Prosecutors spent eight days laying out the allegations for jurors in federal court in Alexandria, Virginia. The government called nearly two dozen witnesses, including officials at Freddie Mac, Bank of America and Deutsche Bank AG. (DBK) Six of those who testified were former colleagues or associates of Farkas who had pleaded guilty to conspiracy charges.
Farkas, 58, is charged with orchestrating a fraud involving fake mortgage assets that duped some of the country’s largest financial institutions, targeted the Troubled Asset Relief Program and contributed to the failure of Montgomery, Alabama- based Colonial Bank.
Farkas is accused of 14 counts of conspiracy and wire, bank and securities fraud. If convicted of the single conspiracy charge, Farkas faces a prison term of as long as 30 years.
Bruce Rogow, one of Farkas’s lawyers, said in court that Farkas may testify in his own defense as the final witness.

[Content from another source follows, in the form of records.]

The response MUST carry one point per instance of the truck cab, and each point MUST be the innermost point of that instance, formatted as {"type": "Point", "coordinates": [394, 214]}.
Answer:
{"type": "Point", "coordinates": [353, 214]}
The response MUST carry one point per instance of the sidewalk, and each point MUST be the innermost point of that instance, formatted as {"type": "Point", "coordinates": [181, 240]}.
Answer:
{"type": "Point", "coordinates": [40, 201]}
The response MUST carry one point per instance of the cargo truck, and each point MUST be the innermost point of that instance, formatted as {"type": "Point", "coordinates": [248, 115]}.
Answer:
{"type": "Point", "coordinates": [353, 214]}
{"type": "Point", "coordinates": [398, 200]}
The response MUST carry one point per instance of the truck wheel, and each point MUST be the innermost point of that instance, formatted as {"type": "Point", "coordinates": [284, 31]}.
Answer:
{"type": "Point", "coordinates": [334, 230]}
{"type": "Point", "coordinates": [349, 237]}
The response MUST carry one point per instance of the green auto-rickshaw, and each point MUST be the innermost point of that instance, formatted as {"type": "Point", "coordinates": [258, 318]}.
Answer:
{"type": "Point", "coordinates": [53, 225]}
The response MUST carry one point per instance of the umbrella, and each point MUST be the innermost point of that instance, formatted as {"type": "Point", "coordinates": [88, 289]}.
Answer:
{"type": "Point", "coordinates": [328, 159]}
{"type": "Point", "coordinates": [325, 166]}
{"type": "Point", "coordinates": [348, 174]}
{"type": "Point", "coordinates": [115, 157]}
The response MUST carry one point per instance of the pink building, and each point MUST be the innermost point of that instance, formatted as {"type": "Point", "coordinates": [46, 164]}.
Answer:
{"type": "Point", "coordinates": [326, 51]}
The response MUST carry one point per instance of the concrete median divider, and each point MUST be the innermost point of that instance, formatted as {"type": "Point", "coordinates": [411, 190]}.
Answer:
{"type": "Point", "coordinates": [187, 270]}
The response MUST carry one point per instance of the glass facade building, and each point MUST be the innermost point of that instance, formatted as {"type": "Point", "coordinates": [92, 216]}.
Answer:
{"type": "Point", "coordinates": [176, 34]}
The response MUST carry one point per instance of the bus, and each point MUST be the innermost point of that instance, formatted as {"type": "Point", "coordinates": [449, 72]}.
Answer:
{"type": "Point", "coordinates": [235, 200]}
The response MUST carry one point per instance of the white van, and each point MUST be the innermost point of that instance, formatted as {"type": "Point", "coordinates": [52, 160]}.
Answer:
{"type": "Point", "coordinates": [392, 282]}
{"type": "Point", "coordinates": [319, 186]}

The government’s last witness was Raymond Peroutka, a forensic accountant hired by prosecutors to analyze mortgage and accounting records at Colonial Bank, Taylor Bean, and Freddie Mac and Ginnie Mae.
Patrick Stokes, deputy chief of the U.S. Justice Department’s Fraud Section, had Peroutka explain wire transactions that form the basis for several of the counts in the indictment.
During cross examination, Farkas’s lawyer, Craig Kuglar, asked Peroutka whether he saw any evidence of Farkas requesting these wire transfers.
“I don’t have a specific recollection of any,” Peroutka said.
The case is U.S. v. Farkas, 10-cr-00200, U.S. District Court, Eastern District of Virginia (Alexandria).